Solidarietà operosa e fiducia nella vita

Il Messaggio del Vescovo alla famiglia Rennola per la morte del papà Giuseppe.

Si sono svolti sabato, nella parrocchia S. Famiglia di Molfetta, i funerali di Giuseppe Rennola, trovato impiccato in campagna, a causa di seri problemi finanziari.

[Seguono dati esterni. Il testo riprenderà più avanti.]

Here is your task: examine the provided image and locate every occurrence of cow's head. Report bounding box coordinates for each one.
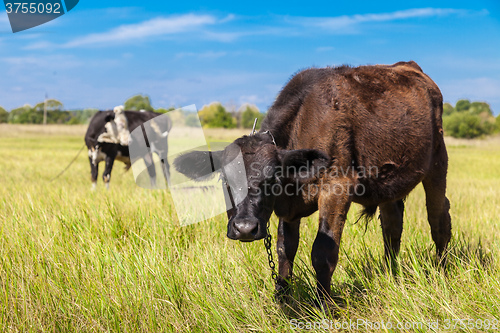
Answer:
[174,132,331,242]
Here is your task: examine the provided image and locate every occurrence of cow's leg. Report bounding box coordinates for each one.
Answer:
[379,200,405,261]
[144,152,156,188]
[161,157,170,183]
[311,178,354,301]
[89,157,99,190]
[422,143,451,263]
[102,154,116,190]
[275,219,300,299]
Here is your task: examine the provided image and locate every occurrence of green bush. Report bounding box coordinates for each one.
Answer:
[443,100,499,139]
[185,113,201,127]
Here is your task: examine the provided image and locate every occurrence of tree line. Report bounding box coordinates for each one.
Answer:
[443,99,500,139]
[0,95,265,128]
[0,95,500,139]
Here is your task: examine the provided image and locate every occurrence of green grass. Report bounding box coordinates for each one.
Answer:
[0,126,500,332]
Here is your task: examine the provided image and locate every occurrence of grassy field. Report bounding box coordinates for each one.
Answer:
[0,125,500,332]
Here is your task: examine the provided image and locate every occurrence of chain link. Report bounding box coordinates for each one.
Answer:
[264,221,278,282]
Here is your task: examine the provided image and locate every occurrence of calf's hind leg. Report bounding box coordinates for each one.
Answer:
[422,143,451,260]
[379,200,405,260]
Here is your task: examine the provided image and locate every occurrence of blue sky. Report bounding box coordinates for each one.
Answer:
[0,0,500,114]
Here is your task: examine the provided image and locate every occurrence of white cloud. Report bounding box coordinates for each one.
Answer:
[63,14,216,48]
[299,8,488,30]
[175,51,227,59]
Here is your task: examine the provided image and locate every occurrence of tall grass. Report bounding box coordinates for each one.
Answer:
[0,126,500,332]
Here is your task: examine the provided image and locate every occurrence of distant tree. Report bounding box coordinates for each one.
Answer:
[241,105,265,129]
[455,99,470,112]
[185,113,201,127]
[469,102,493,116]
[155,106,175,113]
[8,104,32,124]
[443,112,496,139]
[0,106,9,123]
[123,95,154,111]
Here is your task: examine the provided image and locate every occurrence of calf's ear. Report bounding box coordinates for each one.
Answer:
[279,149,332,180]
[174,151,222,181]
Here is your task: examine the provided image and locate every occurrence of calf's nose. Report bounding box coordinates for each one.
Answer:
[234,220,259,242]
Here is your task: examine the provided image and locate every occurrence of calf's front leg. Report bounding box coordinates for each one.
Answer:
[275,218,300,300]
[311,179,354,302]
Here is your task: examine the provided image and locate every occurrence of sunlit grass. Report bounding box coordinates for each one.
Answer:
[0,125,500,332]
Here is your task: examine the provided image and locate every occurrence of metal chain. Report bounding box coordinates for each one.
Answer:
[264,221,278,282]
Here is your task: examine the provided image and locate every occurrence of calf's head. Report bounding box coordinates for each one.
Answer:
[174,132,331,242]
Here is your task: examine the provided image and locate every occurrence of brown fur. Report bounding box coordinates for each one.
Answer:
[174,61,451,297]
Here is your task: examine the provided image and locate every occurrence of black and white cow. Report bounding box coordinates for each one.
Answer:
[85,107,172,189]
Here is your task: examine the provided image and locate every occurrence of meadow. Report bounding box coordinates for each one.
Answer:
[0,125,500,332]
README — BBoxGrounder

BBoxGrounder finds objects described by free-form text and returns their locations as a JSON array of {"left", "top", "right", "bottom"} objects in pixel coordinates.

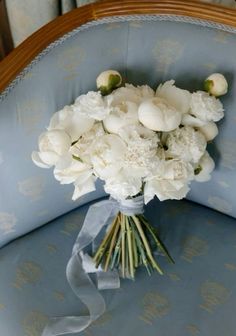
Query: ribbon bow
[{"left": 42, "top": 196, "right": 144, "bottom": 336}]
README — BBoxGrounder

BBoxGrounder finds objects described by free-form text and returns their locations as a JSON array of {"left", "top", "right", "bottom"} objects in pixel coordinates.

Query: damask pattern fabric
[
  {"left": 0, "top": 17, "right": 236, "bottom": 246},
  {"left": 0, "top": 197, "right": 236, "bottom": 336}
]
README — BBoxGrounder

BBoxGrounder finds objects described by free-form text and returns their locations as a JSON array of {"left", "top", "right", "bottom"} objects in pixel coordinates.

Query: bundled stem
[{"left": 93, "top": 212, "right": 174, "bottom": 279}]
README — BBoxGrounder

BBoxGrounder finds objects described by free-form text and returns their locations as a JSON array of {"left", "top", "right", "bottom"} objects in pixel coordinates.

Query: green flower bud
[{"left": 96, "top": 70, "right": 122, "bottom": 96}]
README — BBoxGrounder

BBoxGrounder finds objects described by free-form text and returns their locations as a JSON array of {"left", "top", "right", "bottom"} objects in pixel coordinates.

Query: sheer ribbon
[{"left": 42, "top": 196, "right": 144, "bottom": 336}]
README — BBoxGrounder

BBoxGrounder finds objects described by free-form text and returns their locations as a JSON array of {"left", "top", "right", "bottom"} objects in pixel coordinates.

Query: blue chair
[{"left": 0, "top": 0, "right": 236, "bottom": 336}]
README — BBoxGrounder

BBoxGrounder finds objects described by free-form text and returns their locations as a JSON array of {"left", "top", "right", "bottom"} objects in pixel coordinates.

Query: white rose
[
  {"left": 198, "top": 121, "right": 219, "bottom": 141},
  {"left": 73, "top": 91, "right": 110, "bottom": 120},
  {"left": 96, "top": 70, "right": 122, "bottom": 95},
  {"left": 138, "top": 97, "right": 182, "bottom": 132},
  {"left": 156, "top": 79, "right": 191, "bottom": 114},
  {"left": 166, "top": 126, "right": 207, "bottom": 163},
  {"left": 90, "top": 134, "right": 126, "bottom": 180},
  {"left": 204, "top": 73, "right": 228, "bottom": 97},
  {"left": 104, "top": 170, "right": 142, "bottom": 201},
  {"left": 109, "top": 84, "right": 155, "bottom": 105},
  {"left": 48, "top": 105, "right": 94, "bottom": 142},
  {"left": 144, "top": 160, "right": 193, "bottom": 204},
  {"left": 54, "top": 154, "right": 96, "bottom": 201},
  {"left": 190, "top": 91, "right": 224, "bottom": 122},
  {"left": 70, "top": 122, "right": 105, "bottom": 164},
  {"left": 194, "top": 152, "right": 215, "bottom": 182},
  {"left": 119, "top": 125, "right": 159, "bottom": 177},
  {"left": 103, "top": 101, "right": 139, "bottom": 134},
  {"left": 32, "top": 130, "right": 71, "bottom": 168},
  {"left": 181, "top": 113, "right": 207, "bottom": 127}
]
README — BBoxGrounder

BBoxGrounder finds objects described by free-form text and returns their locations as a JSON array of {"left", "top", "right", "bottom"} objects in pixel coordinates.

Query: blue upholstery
[
  {"left": 0, "top": 17, "right": 236, "bottom": 336},
  {"left": 0, "top": 20, "right": 236, "bottom": 246},
  {"left": 0, "top": 201, "right": 236, "bottom": 336}
]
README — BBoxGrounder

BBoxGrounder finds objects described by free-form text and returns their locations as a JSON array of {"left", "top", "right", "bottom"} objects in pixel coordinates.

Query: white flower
[
  {"left": 90, "top": 134, "right": 127, "bottom": 180},
  {"left": 109, "top": 84, "right": 155, "bottom": 105},
  {"left": 195, "top": 151, "right": 215, "bottom": 182},
  {"left": 103, "top": 101, "right": 139, "bottom": 134},
  {"left": 73, "top": 91, "right": 110, "bottom": 120},
  {"left": 119, "top": 125, "right": 159, "bottom": 177},
  {"left": 181, "top": 113, "right": 208, "bottom": 127},
  {"left": 48, "top": 105, "right": 94, "bottom": 142},
  {"left": 54, "top": 154, "right": 96, "bottom": 201},
  {"left": 144, "top": 159, "right": 193, "bottom": 204},
  {"left": 70, "top": 122, "right": 105, "bottom": 164},
  {"left": 204, "top": 73, "right": 228, "bottom": 97},
  {"left": 32, "top": 130, "right": 71, "bottom": 168},
  {"left": 104, "top": 170, "right": 142, "bottom": 201},
  {"left": 96, "top": 70, "right": 122, "bottom": 94},
  {"left": 53, "top": 154, "right": 92, "bottom": 184},
  {"left": 156, "top": 79, "right": 191, "bottom": 114},
  {"left": 198, "top": 121, "right": 219, "bottom": 141},
  {"left": 166, "top": 126, "right": 207, "bottom": 163},
  {"left": 138, "top": 97, "right": 182, "bottom": 132},
  {"left": 190, "top": 91, "right": 224, "bottom": 121}
]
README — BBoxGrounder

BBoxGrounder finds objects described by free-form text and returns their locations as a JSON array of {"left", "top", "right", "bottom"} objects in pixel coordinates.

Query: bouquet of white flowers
[{"left": 32, "top": 70, "right": 227, "bottom": 279}]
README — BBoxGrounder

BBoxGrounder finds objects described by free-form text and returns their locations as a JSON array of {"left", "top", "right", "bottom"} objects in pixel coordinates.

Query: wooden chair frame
[{"left": 0, "top": 0, "right": 236, "bottom": 92}]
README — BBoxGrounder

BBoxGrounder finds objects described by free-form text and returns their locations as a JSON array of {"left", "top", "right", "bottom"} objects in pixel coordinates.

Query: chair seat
[{"left": 0, "top": 201, "right": 236, "bottom": 336}]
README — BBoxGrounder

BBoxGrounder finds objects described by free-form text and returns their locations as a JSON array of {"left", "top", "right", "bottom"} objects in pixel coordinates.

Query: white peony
[
  {"left": 194, "top": 151, "right": 215, "bottom": 182},
  {"left": 204, "top": 73, "right": 228, "bottom": 97},
  {"left": 104, "top": 170, "right": 142, "bottom": 201},
  {"left": 73, "top": 91, "right": 110, "bottom": 120},
  {"left": 190, "top": 91, "right": 224, "bottom": 122},
  {"left": 90, "top": 134, "right": 127, "bottom": 180},
  {"left": 156, "top": 79, "right": 191, "bottom": 114},
  {"left": 181, "top": 113, "right": 207, "bottom": 128},
  {"left": 119, "top": 125, "right": 159, "bottom": 177},
  {"left": 138, "top": 97, "right": 182, "bottom": 132},
  {"left": 103, "top": 101, "right": 139, "bottom": 134},
  {"left": 198, "top": 121, "right": 219, "bottom": 141},
  {"left": 144, "top": 159, "right": 193, "bottom": 204},
  {"left": 48, "top": 105, "right": 94, "bottom": 142},
  {"left": 109, "top": 84, "right": 155, "bottom": 105},
  {"left": 166, "top": 126, "right": 207, "bottom": 163},
  {"left": 32, "top": 130, "right": 71, "bottom": 168},
  {"left": 70, "top": 122, "right": 105, "bottom": 164}
]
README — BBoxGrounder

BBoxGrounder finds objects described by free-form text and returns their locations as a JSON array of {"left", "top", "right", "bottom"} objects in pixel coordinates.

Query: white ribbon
[{"left": 42, "top": 196, "right": 144, "bottom": 336}]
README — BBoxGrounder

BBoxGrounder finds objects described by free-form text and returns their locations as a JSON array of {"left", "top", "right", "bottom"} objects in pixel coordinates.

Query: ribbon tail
[{"left": 42, "top": 200, "right": 119, "bottom": 336}]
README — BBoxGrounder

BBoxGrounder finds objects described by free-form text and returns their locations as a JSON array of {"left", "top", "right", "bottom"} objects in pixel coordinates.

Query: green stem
[
  {"left": 139, "top": 216, "right": 175, "bottom": 264},
  {"left": 125, "top": 216, "right": 134, "bottom": 279},
  {"left": 132, "top": 216, "right": 163, "bottom": 275}
]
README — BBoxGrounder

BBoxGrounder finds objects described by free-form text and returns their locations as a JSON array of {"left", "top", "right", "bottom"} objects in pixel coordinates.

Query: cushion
[
  {"left": 0, "top": 15, "right": 236, "bottom": 246},
  {"left": 0, "top": 201, "right": 236, "bottom": 336}
]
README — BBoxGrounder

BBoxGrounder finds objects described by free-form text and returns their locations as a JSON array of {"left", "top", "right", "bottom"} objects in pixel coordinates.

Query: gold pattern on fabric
[
  {"left": 139, "top": 292, "right": 171, "bottom": 325},
  {"left": 60, "top": 214, "right": 84, "bottom": 236},
  {"left": 13, "top": 261, "right": 43, "bottom": 289},
  {"left": 181, "top": 236, "right": 208, "bottom": 262},
  {"left": 18, "top": 176, "right": 44, "bottom": 201},
  {"left": 186, "top": 324, "right": 200, "bottom": 336},
  {"left": 200, "top": 280, "right": 231, "bottom": 313},
  {"left": 47, "top": 244, "right": 57, "bottom": 254},
  {"left": 208, "top": 196, "right": 233, "bottom": 213}
]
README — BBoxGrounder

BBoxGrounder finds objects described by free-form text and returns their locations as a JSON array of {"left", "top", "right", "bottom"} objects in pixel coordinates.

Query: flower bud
[
  {"left": 199, "top": 121, "right": 219, "bottom": 141},
  {"left": 96, "top": 70, "right": 122, "bottom": 96},
  {"left": 204, "top": 73, "right": 228, "bottom": 97}
]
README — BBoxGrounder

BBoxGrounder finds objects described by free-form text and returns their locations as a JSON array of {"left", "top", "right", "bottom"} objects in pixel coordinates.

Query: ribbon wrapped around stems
[{"left": 42, "top": 196, "right": 144, "bottom": 336}]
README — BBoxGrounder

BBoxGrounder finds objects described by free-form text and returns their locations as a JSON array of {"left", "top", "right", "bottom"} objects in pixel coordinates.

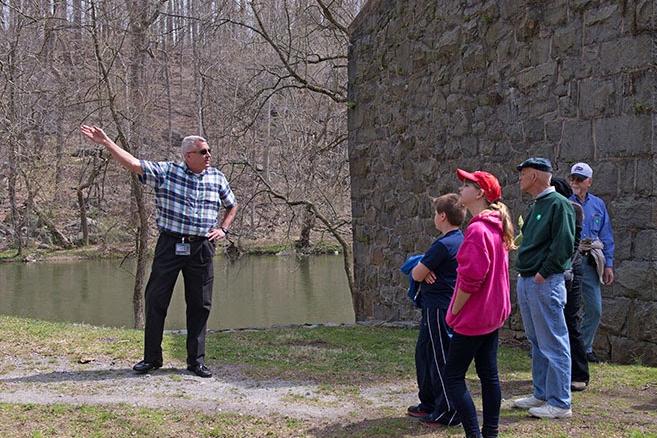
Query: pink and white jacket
[{"left": 446, "top": 210, "right": 511, "bottom": 336}]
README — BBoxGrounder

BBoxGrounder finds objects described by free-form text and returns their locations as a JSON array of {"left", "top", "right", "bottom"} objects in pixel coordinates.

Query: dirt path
[{"left": 0, "top": 356, "right": 416, "bottom": 422}]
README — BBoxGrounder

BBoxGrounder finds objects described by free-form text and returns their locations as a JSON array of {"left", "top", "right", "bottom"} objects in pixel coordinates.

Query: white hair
[{"left": 180, "top": 135, "right": 207, "bottom": 155}]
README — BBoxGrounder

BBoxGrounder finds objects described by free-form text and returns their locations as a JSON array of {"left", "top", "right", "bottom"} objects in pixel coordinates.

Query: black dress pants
[
  {"left": 563, "top": 257, "right": 589, "bottom": 383},
  {"left": 144, "top": 233, "right": 215, "bottom": 366}
]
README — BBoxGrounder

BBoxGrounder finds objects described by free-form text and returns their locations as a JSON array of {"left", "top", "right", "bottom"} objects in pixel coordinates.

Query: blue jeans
[
  {"left": 445, "top": 330, "right": 502, "bottom": 437},
  {"left": 517, "top": 274, "right": 571, "bottom": 409},
  {"left": 582, "top": 257, "right": 602, "bottom": 353}
]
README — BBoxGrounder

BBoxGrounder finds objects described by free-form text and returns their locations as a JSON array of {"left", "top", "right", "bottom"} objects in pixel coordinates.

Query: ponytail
[{"left": 488, "top": 201, "right": 518, "bottom": 251}]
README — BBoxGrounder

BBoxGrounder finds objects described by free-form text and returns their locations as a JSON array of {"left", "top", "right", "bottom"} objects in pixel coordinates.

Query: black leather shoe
[
  {"left": 586, "top": 352, "right": 601, "bottom": 363},
  {"left": 187, "top": 364, "right": 212, "bottom": 377},
  {"left": 406, "top": 405, "right": 431, "bottom": 417},
  {"left": 132, "top": 360, "right": 162, "bottom": 374},
  {"left": 420, "top": 411, "right": 461, "bottom": 426}
]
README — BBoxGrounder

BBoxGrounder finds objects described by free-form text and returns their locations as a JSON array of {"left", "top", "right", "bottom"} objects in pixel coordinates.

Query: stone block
[
  {"left": 597, "top": 34, "right": 652, "bottom": 75},
  {"left": 545, "top": 120, "right": 564, "bottom": 143},
  {"left": 635, "top": 160, "right": 657, "bottom": 196},
  {"left": 593, "top": 115, "right": 652, "bottom": 158},
  {"left": 617, "top": 160, "right": 637, "bottom": 197},
  {"left": 588, "top": 157, "right": 619, "bottom": 199},
  {"left": 552, "top": 21, "right": 582, "bottom": 57},
  {"left": 461, "top": 44, "right": 486, "bottom": 72},
  {"left": 633, "top": 230, "right": 657, "bottom": 262},
  {"left": 523, "top": 119, "right": 545, "bottom": 143},
  {"left": 557, "top": 95, "right": 577, "bottom": 119},
  {"left": 609, "top": 336, "right": 657, "bottom": 366},
  {"left": 559, "top": 120, "right": 593, "bottom": 163},
  {"left": 600, "top": 298, "right": 632, "bottom": 335},
  {"left": 517, "top": 62, "right": 557, "bottom": 91},
  {"left": 607, "top": 195, "right": 655, "bottom": 233},
  {"left": 612, "top": 233, "right": 641, "bottom": 260},
  {"left": 436, "top": 27, "right": 461, "bottom": 57},
  {"left": 634, "top": 0, "right": 657, "bottom": 32},
  {"left": 584, "top": 4, "right": 622, "bottom": 44},
  {"left": 615, "top": 260, "right": 656, "bottom": 300}
]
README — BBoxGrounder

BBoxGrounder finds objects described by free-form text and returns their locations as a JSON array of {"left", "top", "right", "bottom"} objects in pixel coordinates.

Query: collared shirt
[
  {"left": 139, "top": 160, "right": 235, "bottom": 236},
  {"left": 534, "top": 186, "right": 556, "bottom": 199},
  {"left": 570, "top": 193, "right": 614, "bottom": 268}
]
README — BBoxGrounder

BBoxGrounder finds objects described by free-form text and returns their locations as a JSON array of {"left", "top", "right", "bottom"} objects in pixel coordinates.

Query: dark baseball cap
[{"left": 516, "top": 157, "right": 552, "bottom": 172}]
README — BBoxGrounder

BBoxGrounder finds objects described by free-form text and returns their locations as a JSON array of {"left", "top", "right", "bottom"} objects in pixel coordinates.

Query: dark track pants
[
  {"left": 144, "top": 234, "right": 215, "bottom": 365},
  {"left": 415, "top": 307, "right": 460, "bottom": 424},
  {"left": 563, "top": 257, "right": 589, "bottom": 383}
]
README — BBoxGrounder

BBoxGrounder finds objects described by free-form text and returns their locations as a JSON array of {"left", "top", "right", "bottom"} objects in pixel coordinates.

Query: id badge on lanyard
[{"left": 176, "top": 238, "right": 191, "bottom": 255}]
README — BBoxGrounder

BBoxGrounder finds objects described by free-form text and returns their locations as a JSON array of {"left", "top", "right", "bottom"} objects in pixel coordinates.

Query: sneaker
[
  {"left": 513, "top": 395, "right": 545, "bottom": 409},
  {"left": 406, "top": 405, "right": 431, "bottom": 417},
  {"left": 420, "top": 411, "right": 461, "bottom": 426},
  {"left": 570, "top": 382, "right": 588, "bottom": 391},
  {"left": 586, "top": 351, "right": 600, "bottom": 363},
  {"left": 529, "top": 403, "right": 573, "bottom": 418}
]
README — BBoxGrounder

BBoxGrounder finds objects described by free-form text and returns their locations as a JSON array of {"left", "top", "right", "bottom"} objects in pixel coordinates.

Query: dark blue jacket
[{"left": 400, "top": 254, "right": 424, "bottom": 307}]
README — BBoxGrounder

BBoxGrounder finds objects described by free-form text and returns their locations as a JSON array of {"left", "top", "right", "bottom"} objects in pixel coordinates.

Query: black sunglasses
[{"left": 190, "top": 148, "right": 212, "bottom": 155}]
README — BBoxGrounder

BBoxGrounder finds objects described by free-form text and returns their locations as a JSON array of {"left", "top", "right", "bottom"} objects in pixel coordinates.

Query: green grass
[
  {"left": 0, "top": 316, "right": 657, "bottom": 438},
  {"left": 0, "top": 404, "right": 306, "bottom": 438}
]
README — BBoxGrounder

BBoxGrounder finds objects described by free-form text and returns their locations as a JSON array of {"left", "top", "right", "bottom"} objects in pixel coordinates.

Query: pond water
[{"left": 0, "top": 255, "right": 354, "bottom": 329}]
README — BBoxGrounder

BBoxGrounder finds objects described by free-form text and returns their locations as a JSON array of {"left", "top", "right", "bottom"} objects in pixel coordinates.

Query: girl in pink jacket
[{"left": 445, "top": 169, "right": 515, "bottom": 438}]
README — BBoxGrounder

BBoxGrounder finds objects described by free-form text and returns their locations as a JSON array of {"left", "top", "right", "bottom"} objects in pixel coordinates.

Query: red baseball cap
[{"left": 456, "top": 169, "right": 502, "bottom": 202}]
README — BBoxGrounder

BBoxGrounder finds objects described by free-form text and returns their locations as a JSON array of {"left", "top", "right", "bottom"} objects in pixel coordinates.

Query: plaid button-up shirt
[{"left": 139, "top": 160, "right": 235, "bottom": 236}]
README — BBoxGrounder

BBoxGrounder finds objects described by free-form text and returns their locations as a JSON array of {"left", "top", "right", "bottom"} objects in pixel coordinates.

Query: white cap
[{"left": 570, "top": 163, "right": 593, "bottom": 178}]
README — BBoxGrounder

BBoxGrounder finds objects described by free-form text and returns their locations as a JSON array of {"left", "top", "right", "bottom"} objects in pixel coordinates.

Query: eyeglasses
[{"left": 189, "top": 148, "right": 212, "bottom": 156}]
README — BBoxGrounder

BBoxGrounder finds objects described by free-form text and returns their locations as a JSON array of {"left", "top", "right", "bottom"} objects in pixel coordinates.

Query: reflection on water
[{"left": 0, "top": 256, "right": 354, "bottom": 329}]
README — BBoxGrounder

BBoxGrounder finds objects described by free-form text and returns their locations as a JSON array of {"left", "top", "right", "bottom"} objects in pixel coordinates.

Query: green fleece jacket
[{"left": 516, "top": 192, "right": 575, "bottom": 278}]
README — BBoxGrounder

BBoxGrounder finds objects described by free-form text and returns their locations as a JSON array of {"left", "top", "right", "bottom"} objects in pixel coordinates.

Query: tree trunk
[{"left": 294, "top": 206, "right": 316, "bottom": 252}]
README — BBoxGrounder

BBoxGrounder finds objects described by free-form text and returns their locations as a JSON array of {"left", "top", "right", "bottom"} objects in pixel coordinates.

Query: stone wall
[{"left": 349, "top": 0, "right": 657, "bottom": 364}]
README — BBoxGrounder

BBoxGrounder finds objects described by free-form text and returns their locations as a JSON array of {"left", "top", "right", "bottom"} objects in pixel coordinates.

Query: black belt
[{"left": 160, "top": 230, "right": 208, "bottom": 242}]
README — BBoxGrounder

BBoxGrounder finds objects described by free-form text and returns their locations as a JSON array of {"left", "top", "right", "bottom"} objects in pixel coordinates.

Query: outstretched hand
[
  {"left": 208, "top": 228, "right": 226, "bottom": 242},
  {"left": 80, "top": 125, "right": 111, "bottom": 144}
]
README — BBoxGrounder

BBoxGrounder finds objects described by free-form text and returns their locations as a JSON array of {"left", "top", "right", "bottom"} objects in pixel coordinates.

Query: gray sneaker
[
  {"left": 529, "top": 403, "right": 573, "bottom": 418},
  {"left": 570, "top": 382, "right": 587, "bottom": 391},
  {"left": 513, "top": 395, "right": 545, "bottom": 409}
]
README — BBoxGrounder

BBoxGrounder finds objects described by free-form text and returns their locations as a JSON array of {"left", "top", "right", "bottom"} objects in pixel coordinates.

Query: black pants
[
  {"left": 445, "top": 330, "right": 502, "bottom": 438},
  {"left": 144, "top": 234, "right": 215, "bottom": 365},
  {"left": 415, "top": 306, "right": 460, "bottom": 424},
  {"left": 563, "top": 257, "right": 589, "bottom": 383}
]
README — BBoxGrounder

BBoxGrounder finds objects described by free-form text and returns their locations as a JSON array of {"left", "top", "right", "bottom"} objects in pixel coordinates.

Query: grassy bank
[{"left": 0, "top": 316, "right": 657, "bottom": 438}]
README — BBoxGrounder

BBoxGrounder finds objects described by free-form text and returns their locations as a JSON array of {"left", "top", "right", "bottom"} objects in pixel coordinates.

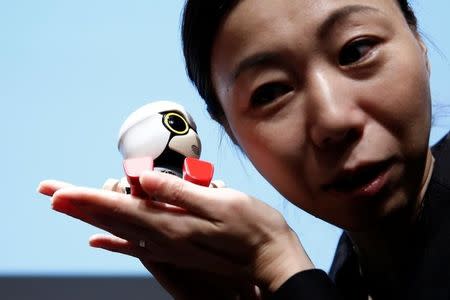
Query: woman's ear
[{"left": 416, "top": 33, "right": 431, "bottom": 76}]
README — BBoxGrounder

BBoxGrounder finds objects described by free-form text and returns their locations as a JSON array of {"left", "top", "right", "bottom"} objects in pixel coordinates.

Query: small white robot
[{"left": 104, "top": 101, "right": 214, "bottom": 196}]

Nella gremita chiesa, attorniato dalla moglie e dalle due figlie e dai suoi amici di sempre, le parole del messaggio recapitato dal Vescovo Mons. Martella e dell’omelia di mons. Domenico Amato, vicario generale, che ha presieduto il rito funebre, concelebrato dall’Amministratore parrocchiale don Michele Stragapede, hanno dato voce al dolore e alla solidarietà operosa che chiama tutti in causa, principalmente le istituzioni e la politica che non possono confondere le carte della burocrazia con la dignità umana di chi quelle carte rappresentano.

 

Il messaggio del Vescovo:

«Carissimi, la catena di eventi drammatici si allunga e si estende per tutta la penisola Italiana. Ormai sono troppe le persone che decidono di farla finita e la cosa ci lascia sgomenti.

La morte di Giuseppe Rennola è un evento tragico che ci tocca da vicino e ci fa riflettere, soprattutto ci induce alla preghiera affinché il Signore si manifesti a lui nella sua infinita misericordia. In questo momento così difficile e drammatico per il nostro Paese, dobbiamo essere tutti solidali senza lasciarci prendere dallo sconforto. La vità è dono di Dio, un dono prezioso, il cui valore non ha prezzo. Invito tutti ad avere più fiducia in noi stessi e a fare ricorso a tutte le risorse umane e di fede perché si fermi questa ondata di disperazione.

Mentre elevo al Signore della vita suffragi per l’anima del povero fratello Giuseppe, esprimo la mia vicinanza alla famiglia, alla moglie, soprattutto alle figlie, private del loro papà, da una sorte così oscura.

La luce di Cristo Risorto ci doni la forza di avere lo sguardo proteso nel futuro e di non cedere alla tentazione della rassegnazione e del pessimismo».

 

 Nell’omelia, mons. Amato ha accostato la solitudine di Pino “privato della sua dignità di lavoratore, di imprenditore e di uomo” a quella di Cristo morto “solo, innocente, sulla croce”. “Ha perso la voglia di andare avanti – ha proseguito don Mimmo – lui che era un lavoratore, un bravo papà, un uomo con la sua dignità, che ha cercato di costruire la sua esistenza, un uomo normale”. Un sacrificio che però non ammutina le responsabilità: “É giunto il tempo di capire che le persone non sono numeri. La politica e i politici devono cominciare ad occuparsi dei cittadini. Le istituzioni non possono nascondersi dietro le carte. E non bastano le risposte generiche”. “Giuseppe – dice don Mimmo – si sarà rivolto tante volte agli uffici per vedersi riconosciuto ciò che gli spettava e avrà ricevuto risposte evasive”. Una responsabilità pubblica, sostiene don Mimmo, quando non si riconosce che “dietro ogni pratica c’è una persona”.

 

Anche l’Amministratore parrocchiale della S. Famiglia, don Michele Stragapede, esprime il suo pensiero in un articolo che sarà pubblicato sul prossimo numero di Luce e Vita:

«La morte di Pino Rennola ha stordito la comunità cittadina molfettese, perché lui la morte non l’ha scelta, l’ha subita. Persona onesta e gioviale che godeva dell’affetto della moglie Elisabetta e delle due figlie Barbara e Noemi, dei propri genitori e di una famiglia piuttosto numerosa e della stima di tanti amici, con l’ultimo atto della sua vita ci pone molti interrogativi.

Come comunità umana, dinanzi alla morte di Pino, dovremmo batterci il petto perché le strutture del nostro vivere insieme si stanno ritorcendo contro la nostra stessa esistenza. Sono divenute strutture di peccato. L’economia incapace di produrre ricchezza diventa finanza speculativa. Con i soldi si fanno altri soldi ma non si aiuta a fare impresa.»